Европеец выглядел почти польщенным.
– Даже сейчас, – прибавил Уайтхед.
– Даже сейчас что?
– Ты все еще жульничаешь, не так ли? Ты не должен быть жив, не в твоем возрасте.
– Верно.
– Ты выглядишь так же, как в Варшаве, плюс-минус шрамы. Сколько тебе лет? Сотня? Сто пятьдесят?
– Больше.
– И какой тебе от этого толк? Ты боишься больше, чем я. Тебе нужен кто-то, кто будет держать тебя за руку, пока ты умираешь, и ты выбрал меня.
– Вместе мы могли бы никогда не умереть.
– Э-э?
– Мы могли бы основать целые миры.
– Сомневаюсь.
Мамулян вздохнул:
– Значит, все дело было в аппетите? С самого начала.
– По большей части.
– Ты никогда не стремился разобраться во всем этом?
– Разобраться? Нет никакого смысла в нем разбираться. Ты сам мне это сказал: таков был первый урок.
Европеец бросил свои карты: расклад был проигрышный.
– Еще разок? – предложил Уайтхед.
– Только один. А потом нам действительно пора.
На верхней площадке лестницы Марти остановился. Дверь в номер Уайтхеда была приоткрыта. Он понятия не имел о географии соседних комнат – два люкса, которые он исследовал на этом этаже, оказались совершенно разными, и он не мог предсказать планировку третьего. Вспомнил свой предыдущий разговор с Уайтхедом. Когда все закончилось, у него возникло впечатление, что старик прошел довольно большое расстояние, прежде чем закрылась внутренняя дверь, положившая конец разговору. Значит, там длинный коридор, возможно предлагающий несколько укромных мест.

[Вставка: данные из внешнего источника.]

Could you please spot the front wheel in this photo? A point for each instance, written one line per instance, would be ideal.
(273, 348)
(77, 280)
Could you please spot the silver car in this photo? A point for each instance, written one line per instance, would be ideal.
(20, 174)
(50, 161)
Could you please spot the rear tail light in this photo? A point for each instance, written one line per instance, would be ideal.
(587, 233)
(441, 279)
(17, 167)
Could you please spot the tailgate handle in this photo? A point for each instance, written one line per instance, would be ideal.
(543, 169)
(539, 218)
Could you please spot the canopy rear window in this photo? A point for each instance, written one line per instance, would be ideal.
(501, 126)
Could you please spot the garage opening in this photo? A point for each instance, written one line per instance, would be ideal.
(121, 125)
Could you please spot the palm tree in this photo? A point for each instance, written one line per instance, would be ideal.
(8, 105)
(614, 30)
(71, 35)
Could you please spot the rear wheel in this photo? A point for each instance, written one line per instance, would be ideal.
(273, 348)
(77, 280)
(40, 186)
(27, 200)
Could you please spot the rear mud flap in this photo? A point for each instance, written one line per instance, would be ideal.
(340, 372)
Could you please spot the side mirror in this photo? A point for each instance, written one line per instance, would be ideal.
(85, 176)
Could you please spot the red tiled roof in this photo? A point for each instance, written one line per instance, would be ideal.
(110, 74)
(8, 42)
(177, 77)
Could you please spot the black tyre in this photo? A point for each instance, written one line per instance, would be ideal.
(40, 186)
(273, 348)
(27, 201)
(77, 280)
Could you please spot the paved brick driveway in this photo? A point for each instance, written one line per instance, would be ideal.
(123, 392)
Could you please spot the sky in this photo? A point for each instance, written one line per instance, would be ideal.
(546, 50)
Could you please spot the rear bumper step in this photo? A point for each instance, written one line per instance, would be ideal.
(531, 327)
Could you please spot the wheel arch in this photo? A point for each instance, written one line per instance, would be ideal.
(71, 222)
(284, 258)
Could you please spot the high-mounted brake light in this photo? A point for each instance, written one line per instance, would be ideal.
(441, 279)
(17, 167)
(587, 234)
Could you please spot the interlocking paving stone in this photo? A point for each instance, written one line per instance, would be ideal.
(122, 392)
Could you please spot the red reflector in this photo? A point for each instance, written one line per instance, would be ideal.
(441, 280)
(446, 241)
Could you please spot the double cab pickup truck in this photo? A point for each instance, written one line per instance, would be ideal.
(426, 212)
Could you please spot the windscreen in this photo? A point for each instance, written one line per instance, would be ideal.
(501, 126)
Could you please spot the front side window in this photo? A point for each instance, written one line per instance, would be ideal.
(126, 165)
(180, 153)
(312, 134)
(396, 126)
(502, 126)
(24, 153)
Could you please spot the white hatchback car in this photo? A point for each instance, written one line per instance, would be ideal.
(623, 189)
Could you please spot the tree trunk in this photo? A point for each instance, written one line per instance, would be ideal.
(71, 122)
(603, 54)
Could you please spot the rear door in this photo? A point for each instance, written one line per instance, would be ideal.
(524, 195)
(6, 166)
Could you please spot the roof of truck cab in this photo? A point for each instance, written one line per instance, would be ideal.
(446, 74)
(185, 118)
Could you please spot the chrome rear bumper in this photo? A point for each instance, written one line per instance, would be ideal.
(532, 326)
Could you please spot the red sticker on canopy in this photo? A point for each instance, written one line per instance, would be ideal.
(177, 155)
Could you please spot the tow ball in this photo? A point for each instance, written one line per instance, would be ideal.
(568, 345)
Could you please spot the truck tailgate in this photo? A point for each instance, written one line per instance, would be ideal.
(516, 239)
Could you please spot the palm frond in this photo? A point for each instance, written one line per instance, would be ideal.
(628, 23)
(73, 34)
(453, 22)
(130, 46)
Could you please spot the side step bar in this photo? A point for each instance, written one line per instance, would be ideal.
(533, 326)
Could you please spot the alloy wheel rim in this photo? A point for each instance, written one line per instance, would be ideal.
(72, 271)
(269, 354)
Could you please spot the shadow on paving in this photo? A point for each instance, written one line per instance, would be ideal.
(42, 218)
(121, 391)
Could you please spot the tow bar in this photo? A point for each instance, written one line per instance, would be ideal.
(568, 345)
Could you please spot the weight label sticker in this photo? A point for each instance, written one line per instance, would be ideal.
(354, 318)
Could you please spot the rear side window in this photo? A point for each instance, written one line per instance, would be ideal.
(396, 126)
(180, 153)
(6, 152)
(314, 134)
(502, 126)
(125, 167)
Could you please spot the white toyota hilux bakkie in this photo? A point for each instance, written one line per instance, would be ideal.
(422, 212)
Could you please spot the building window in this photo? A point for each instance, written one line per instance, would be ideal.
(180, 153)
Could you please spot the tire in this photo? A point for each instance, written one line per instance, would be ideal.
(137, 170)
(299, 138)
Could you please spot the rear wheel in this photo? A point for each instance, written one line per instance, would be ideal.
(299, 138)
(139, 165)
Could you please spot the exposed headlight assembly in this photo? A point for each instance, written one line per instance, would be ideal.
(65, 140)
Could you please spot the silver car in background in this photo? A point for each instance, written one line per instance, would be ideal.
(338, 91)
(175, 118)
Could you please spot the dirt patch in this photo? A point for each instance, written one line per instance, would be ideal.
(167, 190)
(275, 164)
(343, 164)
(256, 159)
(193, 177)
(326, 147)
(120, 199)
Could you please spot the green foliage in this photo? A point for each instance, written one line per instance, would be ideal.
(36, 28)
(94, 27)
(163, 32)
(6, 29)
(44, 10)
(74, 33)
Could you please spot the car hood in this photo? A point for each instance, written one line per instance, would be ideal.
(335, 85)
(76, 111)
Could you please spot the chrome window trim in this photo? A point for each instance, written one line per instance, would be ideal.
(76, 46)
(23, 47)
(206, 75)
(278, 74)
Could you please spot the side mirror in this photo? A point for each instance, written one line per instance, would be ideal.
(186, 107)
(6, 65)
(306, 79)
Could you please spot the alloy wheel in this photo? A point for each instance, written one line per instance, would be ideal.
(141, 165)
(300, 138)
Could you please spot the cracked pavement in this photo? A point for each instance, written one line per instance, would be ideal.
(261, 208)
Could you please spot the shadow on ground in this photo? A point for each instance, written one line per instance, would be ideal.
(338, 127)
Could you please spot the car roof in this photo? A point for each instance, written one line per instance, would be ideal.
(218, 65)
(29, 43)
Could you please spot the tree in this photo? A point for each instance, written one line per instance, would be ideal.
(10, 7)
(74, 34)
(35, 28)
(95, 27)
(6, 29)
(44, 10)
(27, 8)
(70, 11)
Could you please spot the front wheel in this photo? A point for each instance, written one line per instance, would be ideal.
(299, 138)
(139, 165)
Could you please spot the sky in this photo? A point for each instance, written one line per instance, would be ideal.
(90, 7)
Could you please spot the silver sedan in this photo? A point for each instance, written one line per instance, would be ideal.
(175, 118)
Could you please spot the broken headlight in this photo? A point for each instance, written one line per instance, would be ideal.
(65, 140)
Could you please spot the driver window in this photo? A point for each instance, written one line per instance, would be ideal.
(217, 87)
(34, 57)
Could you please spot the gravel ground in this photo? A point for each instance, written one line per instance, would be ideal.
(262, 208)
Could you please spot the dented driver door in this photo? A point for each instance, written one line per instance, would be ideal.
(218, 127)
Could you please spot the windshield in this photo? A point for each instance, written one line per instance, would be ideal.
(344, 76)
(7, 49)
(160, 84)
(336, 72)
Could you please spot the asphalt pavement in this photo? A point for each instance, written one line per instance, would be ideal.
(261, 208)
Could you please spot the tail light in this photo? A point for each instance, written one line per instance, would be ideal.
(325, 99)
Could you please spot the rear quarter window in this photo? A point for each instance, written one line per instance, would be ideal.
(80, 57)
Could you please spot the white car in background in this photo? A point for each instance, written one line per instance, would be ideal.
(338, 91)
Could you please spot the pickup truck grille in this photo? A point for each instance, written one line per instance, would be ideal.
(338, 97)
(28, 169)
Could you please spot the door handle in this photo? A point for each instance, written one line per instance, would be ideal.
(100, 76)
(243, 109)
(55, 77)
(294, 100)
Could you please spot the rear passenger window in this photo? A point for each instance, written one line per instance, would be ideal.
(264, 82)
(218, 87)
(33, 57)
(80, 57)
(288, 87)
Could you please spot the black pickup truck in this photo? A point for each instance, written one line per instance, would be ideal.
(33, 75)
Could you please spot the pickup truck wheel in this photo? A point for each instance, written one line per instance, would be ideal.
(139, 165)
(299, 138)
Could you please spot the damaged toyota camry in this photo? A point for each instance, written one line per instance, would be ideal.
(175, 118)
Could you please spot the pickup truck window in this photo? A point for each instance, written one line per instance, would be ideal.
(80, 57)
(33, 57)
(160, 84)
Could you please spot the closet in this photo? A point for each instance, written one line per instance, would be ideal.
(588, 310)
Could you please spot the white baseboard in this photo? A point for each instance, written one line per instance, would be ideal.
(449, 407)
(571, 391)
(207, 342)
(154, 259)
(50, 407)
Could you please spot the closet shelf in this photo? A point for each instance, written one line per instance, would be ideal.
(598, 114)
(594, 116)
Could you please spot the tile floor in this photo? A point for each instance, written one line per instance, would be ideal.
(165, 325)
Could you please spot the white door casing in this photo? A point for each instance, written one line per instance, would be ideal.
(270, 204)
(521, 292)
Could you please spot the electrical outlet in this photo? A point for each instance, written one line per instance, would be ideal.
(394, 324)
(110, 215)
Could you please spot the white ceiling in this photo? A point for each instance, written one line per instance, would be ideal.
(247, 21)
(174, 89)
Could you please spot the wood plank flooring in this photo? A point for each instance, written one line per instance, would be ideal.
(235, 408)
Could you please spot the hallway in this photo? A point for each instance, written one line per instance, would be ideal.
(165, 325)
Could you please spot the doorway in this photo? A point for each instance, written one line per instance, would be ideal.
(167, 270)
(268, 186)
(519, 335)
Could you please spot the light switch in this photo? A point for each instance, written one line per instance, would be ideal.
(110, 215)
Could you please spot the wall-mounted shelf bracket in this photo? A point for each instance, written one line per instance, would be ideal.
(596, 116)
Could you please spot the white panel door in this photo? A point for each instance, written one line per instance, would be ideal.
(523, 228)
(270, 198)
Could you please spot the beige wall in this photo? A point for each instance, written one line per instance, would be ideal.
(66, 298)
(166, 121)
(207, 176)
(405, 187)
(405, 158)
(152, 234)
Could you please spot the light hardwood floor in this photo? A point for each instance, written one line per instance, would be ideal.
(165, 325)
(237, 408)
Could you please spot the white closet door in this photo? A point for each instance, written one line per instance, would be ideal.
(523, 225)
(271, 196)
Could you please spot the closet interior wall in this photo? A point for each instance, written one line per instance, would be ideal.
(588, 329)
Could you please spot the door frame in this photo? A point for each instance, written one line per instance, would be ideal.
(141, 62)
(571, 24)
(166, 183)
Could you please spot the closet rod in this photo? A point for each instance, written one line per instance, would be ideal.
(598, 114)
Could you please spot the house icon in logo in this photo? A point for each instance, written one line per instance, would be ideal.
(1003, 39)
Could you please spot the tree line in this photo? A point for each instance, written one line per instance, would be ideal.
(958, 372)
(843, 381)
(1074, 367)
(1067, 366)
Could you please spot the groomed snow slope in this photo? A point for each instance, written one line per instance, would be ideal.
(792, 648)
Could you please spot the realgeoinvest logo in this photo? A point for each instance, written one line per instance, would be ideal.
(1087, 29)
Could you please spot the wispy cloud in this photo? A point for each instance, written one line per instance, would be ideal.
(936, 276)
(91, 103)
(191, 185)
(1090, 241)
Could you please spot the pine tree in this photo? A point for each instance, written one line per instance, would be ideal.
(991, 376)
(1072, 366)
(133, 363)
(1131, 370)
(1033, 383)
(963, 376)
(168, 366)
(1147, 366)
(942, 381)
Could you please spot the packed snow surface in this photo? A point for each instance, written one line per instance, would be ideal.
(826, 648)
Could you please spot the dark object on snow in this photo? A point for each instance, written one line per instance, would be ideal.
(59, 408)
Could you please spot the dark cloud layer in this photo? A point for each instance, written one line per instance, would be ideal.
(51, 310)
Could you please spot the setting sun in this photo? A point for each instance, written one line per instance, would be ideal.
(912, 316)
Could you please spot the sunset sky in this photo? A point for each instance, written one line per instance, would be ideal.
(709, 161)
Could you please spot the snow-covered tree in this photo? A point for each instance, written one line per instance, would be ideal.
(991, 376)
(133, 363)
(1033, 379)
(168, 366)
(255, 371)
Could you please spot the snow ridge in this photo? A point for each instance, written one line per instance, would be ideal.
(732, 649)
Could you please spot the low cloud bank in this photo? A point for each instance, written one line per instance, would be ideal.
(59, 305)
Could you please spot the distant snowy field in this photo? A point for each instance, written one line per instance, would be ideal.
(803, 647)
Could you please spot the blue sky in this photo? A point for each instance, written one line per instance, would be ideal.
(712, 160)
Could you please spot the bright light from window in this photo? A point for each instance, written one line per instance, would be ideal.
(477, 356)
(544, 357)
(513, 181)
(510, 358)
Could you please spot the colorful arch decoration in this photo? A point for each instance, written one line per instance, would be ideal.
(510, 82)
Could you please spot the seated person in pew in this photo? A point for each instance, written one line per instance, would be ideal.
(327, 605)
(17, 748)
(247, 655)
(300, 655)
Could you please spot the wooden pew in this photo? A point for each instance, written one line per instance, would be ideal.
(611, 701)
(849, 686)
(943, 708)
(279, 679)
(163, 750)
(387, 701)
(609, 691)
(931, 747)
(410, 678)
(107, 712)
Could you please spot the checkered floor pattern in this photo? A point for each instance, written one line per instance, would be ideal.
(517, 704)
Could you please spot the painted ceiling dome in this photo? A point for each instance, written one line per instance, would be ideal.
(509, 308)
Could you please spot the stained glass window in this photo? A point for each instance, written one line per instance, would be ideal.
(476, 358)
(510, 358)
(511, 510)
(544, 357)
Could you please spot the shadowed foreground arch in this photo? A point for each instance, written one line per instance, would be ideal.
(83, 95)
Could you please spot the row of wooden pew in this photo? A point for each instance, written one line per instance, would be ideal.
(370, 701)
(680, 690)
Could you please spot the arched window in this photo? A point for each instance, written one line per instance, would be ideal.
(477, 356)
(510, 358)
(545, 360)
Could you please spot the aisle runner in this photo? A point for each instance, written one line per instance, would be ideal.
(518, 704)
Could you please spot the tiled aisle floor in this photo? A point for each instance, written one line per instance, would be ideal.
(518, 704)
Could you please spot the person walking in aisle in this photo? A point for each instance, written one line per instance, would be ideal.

Колебаться бесполезно; стоя здесь и жонглируя своими шансами, он только усиливал нервозность. Нужно действовать.
У самой двери он снова остановился. Изнутри доносились приглушенные голоса, словно говорившие находились за закрытыми дверями. Марти положил пальцы на дверь номера и осторожно толкнул ее. Дверь приоткрылась еще на несколько дюймов, и он заглянул внутрь. Как он и предполагал, в номер вел пустой коридор, где было четыре двери. Три закрыты, одна приоткрыта. Из-за одной из закрытых дверей доносились голоса, которые он услышал. Он сосредоточился, пытаясь уловить хоть что-то в этом бормотании, но не смог разобрать почти ничего. Однако узнал говоривших: один – Уайтхед, другой – Мамулян. Тон разговора был очевиден: джентльменский, вежливый.
Уже не в первый раз он жаждал обладать способностью прийти к Карис тем же путем, каким она пришла к нему: разумом отыскать ее местонахождение и обсудить наилучшие способы побега. А так всё – как обычно – во власти случайности.